If you haven’t already established a set of organizational values, here are five approaches to get you started:
- Your company’s mission and vision statements should define what it stands for, so revisit these to see if they can provide insight into its organizational values.
- Examine the company’s history. Its founding principles may help shape its values.
- Does your company prioritize sustainability, women’s initiatives or social justice in its actions and decisions? These behaviors can also provide insight into its values.
- Is your company culture known for its teamwork and collaboration? Innovation and continual learning? A company’s culture or operations can provide clues about its values.
- Ask team members what they value and believe in. Take surveys, hold focus groups, or take feedback through individual interviews to find commonalities to inspire core organizational values.
Values should stand the test of time and, ideally, shouldn’t change, but you may find better or more appropriate values along the way. Clearly communicate the reasons for the change to team members, stakeholders, and other relevant parties, and engage and involve them in the change process to build understanding and buy-in. Solicit feedback and ideas from team members or consult with external experts to develop a detailed plan. Elaborate on the steps and resources needed to achieve specific goals and mechanisms to support team members navigating the change to ensure its smooth and effective implementation. Then, monitor and review the plan’s progress, course correcting as needed to ensure the change is successful.

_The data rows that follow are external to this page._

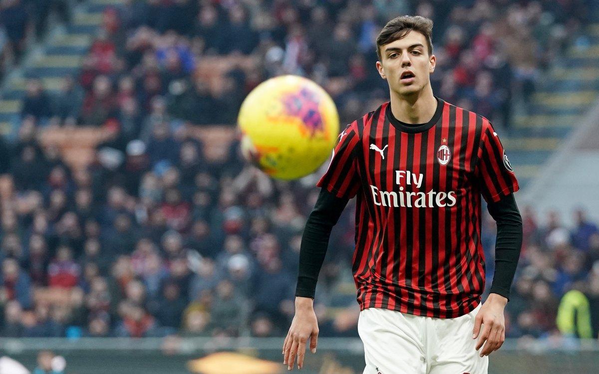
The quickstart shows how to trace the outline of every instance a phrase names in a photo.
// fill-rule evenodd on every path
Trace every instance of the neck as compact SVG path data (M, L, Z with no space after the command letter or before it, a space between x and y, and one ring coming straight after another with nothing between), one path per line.
M437 110L437 99L430 84L410 95L401 95L392 90L391 98L393 116L406 123L425 123L432 118Z

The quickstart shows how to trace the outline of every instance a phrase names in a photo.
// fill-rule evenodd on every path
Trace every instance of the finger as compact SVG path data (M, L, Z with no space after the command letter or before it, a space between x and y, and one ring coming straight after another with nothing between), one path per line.
M300 339L298 346L298 369L301 369L304 366L304 357L305 357L305 339Z
M493 329L489 334L489 337L487 338L486 343L480 351L480 357L482 357L483 356L488 356L491 352L494 351L495 346L497 345L497 341L498 340L499 329L497 328Z
M287 333L287 336L285 336L285 341L283 343L283 354L285 354L285 349L287 348L287 342L289 340L289 333ZM283 360L285 357L283 357Z
M476 343L476 350L478 351L483 346L483 343L489 337L489 334L491 333L491 329L492 326L490 323L485 322L483 323L483 329L480 332L480 335L479 336L479 341Z
M502 328L499 331L499 341L497 342L497 346L495 348L495 351L501 348L501 346L503 345L503 342L506 341L506 329Z
M312 336L310 339L310 350L312 353L316 352L316 346L318 345L318 331L312 333Z
M476 315L476 317L474 318L474 328L472 330L472 339L476 339L476 337L479 335L479 332L480 330L480 324L483 322L483 316L480 314L479 312L478 314Z
M289 356L291 354L291 347L294 345L294 337L292 334L289 334L289 337L287 339L287 345L285 346L285 358L283 360L283 363L285 365L287 365L289 362Z
M289 349L289 359L287 360L287 369L291 370L294 368L294 364L295 362L295 354L298 351L298 346L300 342L297 339L294 339L294 342L291 345L291 349Z
M501 329L501 340L500 341L499 346L497 347L498 349L501 348L501 346L503 345L503 342L505 341L506 341L506 329L505 328L504 328Z

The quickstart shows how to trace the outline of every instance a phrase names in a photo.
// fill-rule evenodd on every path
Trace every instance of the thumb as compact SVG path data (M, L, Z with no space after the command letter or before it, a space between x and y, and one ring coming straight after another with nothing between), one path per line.
M476 318L474 318L474 328L472 330L472 339L476 339L476 337L479 336L479 332L480 331L480 324L482 323L483 318L480 314L476 315Z
M310 350L312 353L316 352L316 346L318 345L318 334L312 333L310 339Z

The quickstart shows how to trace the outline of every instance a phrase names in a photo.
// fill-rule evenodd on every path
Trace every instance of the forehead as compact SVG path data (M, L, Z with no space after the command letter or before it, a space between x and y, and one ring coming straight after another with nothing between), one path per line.
M425 38L424 35L420 32L410 30L407 34L406 34L406 36L401 39L394 40L390 43L383 44L380 48L381 50L384 52L385 50L388 48L401 48L401 49L404 49L407 48L412 44L418 43L426 46L426 38Z

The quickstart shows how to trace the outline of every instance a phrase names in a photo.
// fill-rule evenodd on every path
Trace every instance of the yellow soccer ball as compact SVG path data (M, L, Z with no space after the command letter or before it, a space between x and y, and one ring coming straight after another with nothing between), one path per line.
M314 172L326 160L339 133L331 96L298 75L262 82L239 111L241 152L273 178L293 180Z

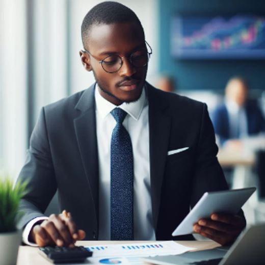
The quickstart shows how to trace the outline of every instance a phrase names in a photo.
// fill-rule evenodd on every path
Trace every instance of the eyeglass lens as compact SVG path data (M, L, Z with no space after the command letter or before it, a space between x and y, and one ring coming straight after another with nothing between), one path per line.
M143 67L148 62L149 54L146 50L138 50L132 54L129 60L136 67ZM102 66L107 72L112 73L118 71L122 65L122 59L118 55L111 55L102 61Z

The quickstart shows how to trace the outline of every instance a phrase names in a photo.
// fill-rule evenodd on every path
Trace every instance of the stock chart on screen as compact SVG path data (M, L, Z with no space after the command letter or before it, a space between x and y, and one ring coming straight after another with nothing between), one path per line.
M265 17L172 18L171 54L190 59L265 59Z

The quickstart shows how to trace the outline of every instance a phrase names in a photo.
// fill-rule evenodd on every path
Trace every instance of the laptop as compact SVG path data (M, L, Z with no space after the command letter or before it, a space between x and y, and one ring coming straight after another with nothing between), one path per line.
M265 223L250 226L229 249L221 247L180 255L150 257L143 260L157 265L264 265Z

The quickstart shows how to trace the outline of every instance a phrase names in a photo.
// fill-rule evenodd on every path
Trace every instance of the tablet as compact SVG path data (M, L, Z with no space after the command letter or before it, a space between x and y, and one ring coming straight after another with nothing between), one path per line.
M255 187L251 187L205 192L175 229L172 235L193 233L193 225L201 218L210 218L214 213L237 214L255 190Z

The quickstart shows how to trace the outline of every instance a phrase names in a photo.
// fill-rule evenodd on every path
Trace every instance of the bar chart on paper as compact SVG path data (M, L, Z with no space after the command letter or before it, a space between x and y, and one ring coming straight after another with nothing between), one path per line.
M177 255L193 249L174 241L128 244L110 244L86 247L93 251L94 264L141 264L140 257Z

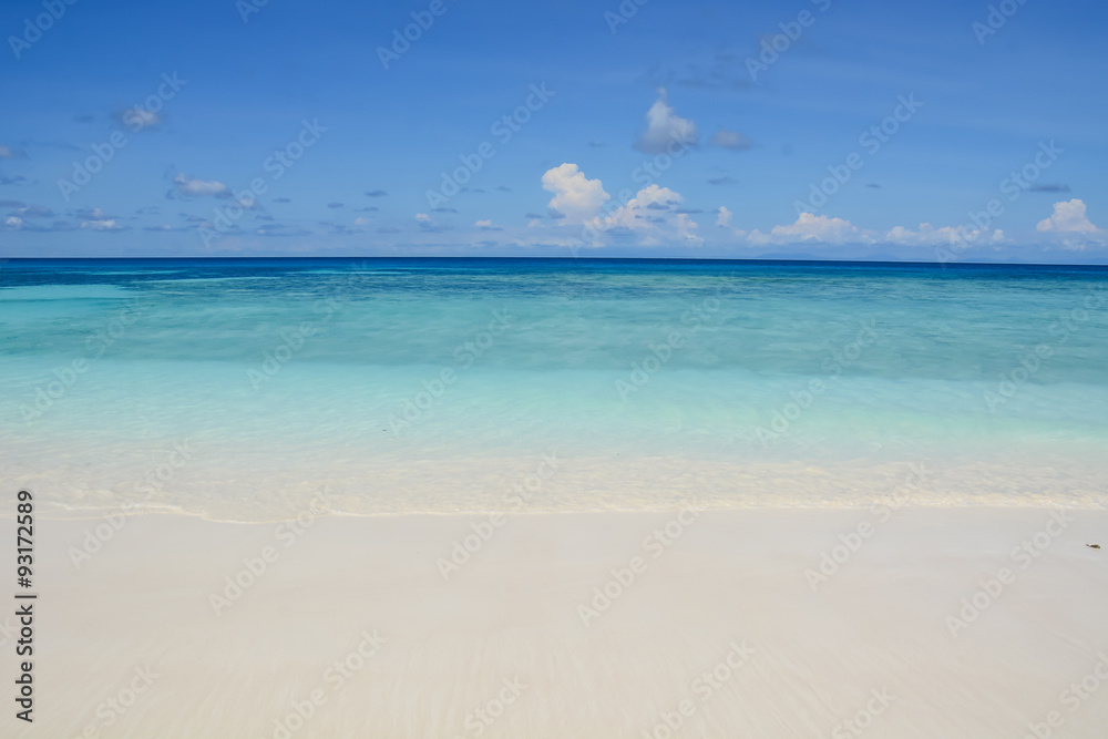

Related: How to Gauge and Monitor Employee Engagement
Get your team aligned
Values inform a company’s culture, fostering a sense of shared purpose and creating a supportive and inclusive environment, but only when employees are sufficiently educated and enthusiastic about them. Leaders need to communicate their organizational values clearly to everyone — employees, customers, vendors, and other stakeholders — at every interaction. To create a positive and productive culture aligned around values, good leaders repeat and reinforce them among their teams, integrating them into every company process. As Lencioni put it, from their first interview to their last day of work, employees should have constant reminders of the company values – in hiring, performance management, promotions, rewards, dismissal policies, and more.
Encourage open communication and a culture of transparency by creating inclusive opportunities for team members to share their ideas and embrace business values in practice. Provide support and resources — training and development opportunities, guidelines, or toolkits — that can help team members incorporate values into their everyday work. Motivate others by recognizing and rewarding team members whose behavior aligns with company values, either through simple recognition or praise or more tangible rewards like bonuses or promotions based on the degree of performance or contribution to the company.
Employees today want to contribute more and feel a sense of personal purpose and impact where they work, and alignment around company values helps them build this connection with the organization. With values providing organizational alignment and leaders embodying and modeling them, team members better understand how to use them to guide and shape their own decisions and actions. Values allow them to connect the work they do to the company’s larger goals, making them feel more capable of having a positive and meaningful impact, and less likely to leave the organization.